Since asking A More Beautiful Question is the heart of discovery in science, philosophy, medicine -- and a powerful way to renew our shelf-life, says Warren Berger, we should become more aware of the power of inquiry and learn to ask the right questions.
According to Dan Rothstein, co-founder of the Right Question Institute, questions not only open up thinking -- they also can direct and focus it:
“People think of questioning as simple, but when done right, it's a very sophisticated, high-level form of thinking.”
After making the case for the power of inquiry, Berger explains why we stop questioning and outlines a helpful framework to re-learn how to question well and effectively. The why, what if, and how structure precedes the chapter on questioning in business and questioning for life.
Why does everything begin with Why?
This comprises the first stage of innovative questioning -- first confronting, formulating, and framing the initial question that articulates the challenge at hand, and trying to gain some understanding of context.
. Why does a particular situation exist?
. Why does it present a problem or create a need or opportunity, and for whom?
. Why has no one addressed this need or solved this problem before?
. Why do you personally (or your company, or organization) want to invest more time thinking about, and formulating questions around, this problem?
However, just asking why without taking any action is unlikely to produce change.
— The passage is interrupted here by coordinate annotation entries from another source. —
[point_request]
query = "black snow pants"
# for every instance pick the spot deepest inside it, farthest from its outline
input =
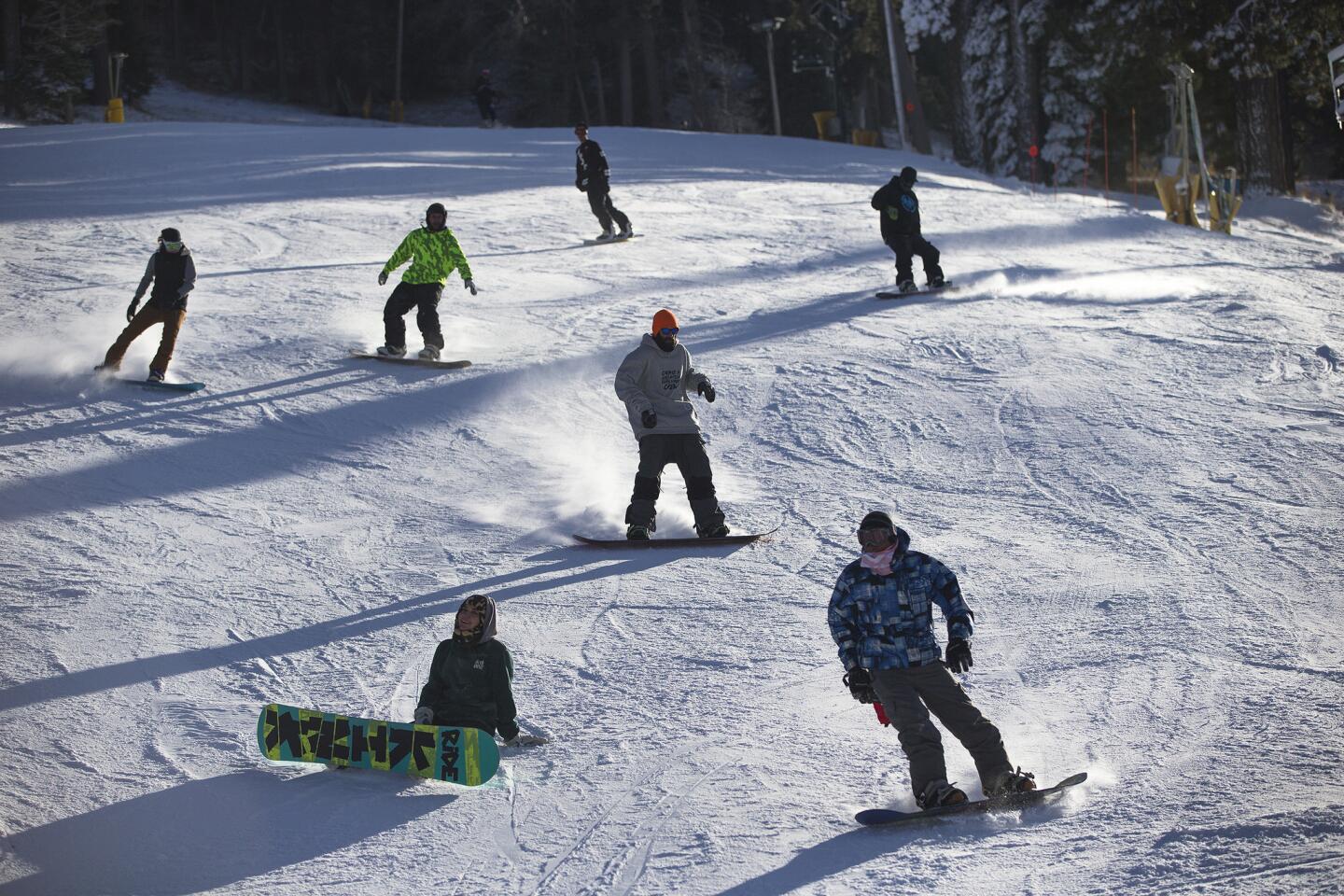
(599, 201)
(906, 246)
(424, 297)
(687, 452)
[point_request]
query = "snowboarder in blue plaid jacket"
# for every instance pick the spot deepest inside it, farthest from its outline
(882, 620)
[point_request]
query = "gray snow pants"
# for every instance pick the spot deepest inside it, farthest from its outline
(910, 694)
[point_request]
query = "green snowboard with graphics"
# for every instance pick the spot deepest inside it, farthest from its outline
(461, 755)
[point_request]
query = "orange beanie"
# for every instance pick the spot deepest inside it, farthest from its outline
(663, 318)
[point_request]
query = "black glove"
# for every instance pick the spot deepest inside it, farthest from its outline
(859, 681)
(959, 654)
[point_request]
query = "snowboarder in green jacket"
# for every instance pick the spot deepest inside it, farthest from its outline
(436, 256)
(470, 681)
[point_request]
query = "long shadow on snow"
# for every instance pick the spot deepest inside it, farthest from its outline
(580, 566)
(234, 457)
(207, 834)
(167, 407)
(241, 455)
(861, 846)
(241, 165)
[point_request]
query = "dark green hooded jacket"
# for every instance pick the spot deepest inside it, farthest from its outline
(470, 682)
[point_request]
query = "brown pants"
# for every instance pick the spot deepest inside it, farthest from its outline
(910, 694)
(148, 315)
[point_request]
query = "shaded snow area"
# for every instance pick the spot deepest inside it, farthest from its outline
(1121, 434)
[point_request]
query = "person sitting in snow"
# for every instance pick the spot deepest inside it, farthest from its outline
(900, 210)
(653, 381)
(174, 274)
(470, 679)
(880, 617)
(434, 254)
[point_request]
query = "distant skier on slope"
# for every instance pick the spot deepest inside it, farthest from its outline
(592, 176)
(485, 98)
(436, 256)
(174, 274)
(653, 381)
(880, 617)
(470, 679)
(900, 210)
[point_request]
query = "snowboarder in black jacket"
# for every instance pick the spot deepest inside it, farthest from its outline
(470, 681)
(900, 210)
(593, 177)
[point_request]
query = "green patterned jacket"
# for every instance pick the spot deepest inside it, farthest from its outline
(436, 253)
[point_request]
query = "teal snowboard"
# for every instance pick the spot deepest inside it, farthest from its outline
(461, 755)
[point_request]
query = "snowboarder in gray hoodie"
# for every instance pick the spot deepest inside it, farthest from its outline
(653, 382)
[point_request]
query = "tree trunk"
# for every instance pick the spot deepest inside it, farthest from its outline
(1261, 148)
(601, 91)
(281, 77)
(652, 69)
(967, 140)
(101, 55)
(1026, 91)
(695, 62)
(626, 82)
(916, 121)
(11, 57)
(176, 38)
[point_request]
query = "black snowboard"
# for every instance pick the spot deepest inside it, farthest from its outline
(918, 292)
(162, 387)
(674, 543)
(1005, 804)
(417, 361)
(614, 239)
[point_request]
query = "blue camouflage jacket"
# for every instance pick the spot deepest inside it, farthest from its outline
(886, 623)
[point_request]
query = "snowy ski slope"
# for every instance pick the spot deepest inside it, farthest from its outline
(1124, 436)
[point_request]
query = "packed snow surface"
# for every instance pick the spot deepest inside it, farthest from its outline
(1124, 437)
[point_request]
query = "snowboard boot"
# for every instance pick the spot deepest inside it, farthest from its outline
(940, 792)
(1013, 782)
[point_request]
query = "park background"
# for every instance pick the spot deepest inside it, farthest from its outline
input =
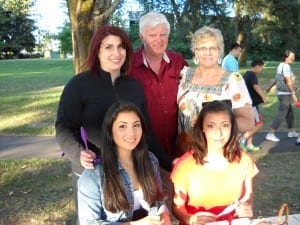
(38, 191)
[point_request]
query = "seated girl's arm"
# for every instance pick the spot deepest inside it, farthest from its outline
(180, 212)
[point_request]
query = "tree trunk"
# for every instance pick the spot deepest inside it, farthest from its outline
(241, 37)
(86, 16)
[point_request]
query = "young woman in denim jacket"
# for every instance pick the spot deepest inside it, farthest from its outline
(125, 187)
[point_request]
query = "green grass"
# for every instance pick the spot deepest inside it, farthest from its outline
(29, 93)
(38, 191)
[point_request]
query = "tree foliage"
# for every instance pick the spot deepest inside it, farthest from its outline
(16, 28)
(264, 27)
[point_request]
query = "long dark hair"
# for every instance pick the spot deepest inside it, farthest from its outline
(96, 41)
(199, 143)
(114, 194)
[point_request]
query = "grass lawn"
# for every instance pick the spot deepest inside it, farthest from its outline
(39, 191)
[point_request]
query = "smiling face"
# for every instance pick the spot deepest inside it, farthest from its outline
(208, 52)
(127, 131)
(155, 39)
(217, 129)
(112, 54)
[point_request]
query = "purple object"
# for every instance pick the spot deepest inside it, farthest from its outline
(84, 139)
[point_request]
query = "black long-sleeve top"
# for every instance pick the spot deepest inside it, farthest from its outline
(84, 102)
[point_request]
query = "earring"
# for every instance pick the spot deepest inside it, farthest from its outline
(219, 61)
(196, 61)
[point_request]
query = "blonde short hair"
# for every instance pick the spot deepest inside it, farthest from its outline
(208, 33)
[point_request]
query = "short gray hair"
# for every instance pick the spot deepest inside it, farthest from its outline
(208, 33)
(152, 19)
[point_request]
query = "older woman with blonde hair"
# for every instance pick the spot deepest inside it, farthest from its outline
(208, 81)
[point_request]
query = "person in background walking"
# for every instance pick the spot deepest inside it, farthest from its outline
(230, 61)
(257, 95)
(286, 94)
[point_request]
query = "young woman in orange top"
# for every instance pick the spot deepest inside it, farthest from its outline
(214, 174)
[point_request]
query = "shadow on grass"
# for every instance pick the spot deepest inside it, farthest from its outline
(36, 192)
(277, 182)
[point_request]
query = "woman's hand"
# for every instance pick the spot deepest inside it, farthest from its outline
(147, 220)
(201, 218)
(87, 159)
(165, 218)
(244, 209)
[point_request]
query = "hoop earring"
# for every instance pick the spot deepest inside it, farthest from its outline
(219, 61)
(196, 60)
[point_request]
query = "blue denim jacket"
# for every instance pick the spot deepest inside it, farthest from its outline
(91, 208)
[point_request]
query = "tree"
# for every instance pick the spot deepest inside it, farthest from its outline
(86, 16)
(16, 28)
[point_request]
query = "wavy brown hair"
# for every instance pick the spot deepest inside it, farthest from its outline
(231, 151)
(115, 198)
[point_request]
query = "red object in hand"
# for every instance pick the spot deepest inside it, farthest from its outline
(297, 104)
To do that, we need to advance from the why to possible ideas for improvement by asking what if questions, then take one possibility to figure out how to make it real.
A child asks about forty thousand questions between the ages of two and five, progressing from seeking facts to looking for explanations. While this happens, we experience rapid brain growth by constantly connecting stimuli. Why do we stop questioning?
As children venture out in the world -- synapses firing in their heads -- they constantly encounter things they cannot classify or label. As the children's neurologist Stewart Mostofsky puts it, they have not yet developed “mental models” to categorize things, so part of what they are doing when questioning is asking adults to hep them with this huge job of categorizing hat they experience around them, labeling it, putting it in the proper file drawer of the brain.
The opportunity afforded by the lack of categorization is why we talk about innovation as having a beginner's mind. Because we think we know we stop looking, said fiction writer Alan Judd in Legacy.
Somewhere between the ages of four and five, children are ideally suited for questioning: they have gained the language skills to ask, their brains are still in an expansive, highly connective mode, and they're seeing things without labels or assumptions. They're perfect explorers. The physicist Neil deGrasse Tyson talks about young children being scientists because they turn over rocks and mash things together; Harvard's Harris points out that they're also like anthropologists -- they don't just conduct experiments, they ask the people around them questions.
People tend to think that kids don't care much about answers [...] But they do, in fact, seem to care very much about the answers they get. A recent University of Michigan study found that when preschoolers ask Why, they're not just trying to annoy adults or simply prolong a conversation -- “they're trying to get to the bottom of things.”
INSEAD professor and questioning expert Hal Gregersen says “the reason kids ask 'why' over and over again is often because we don't understand their questions, or we're just not listening.”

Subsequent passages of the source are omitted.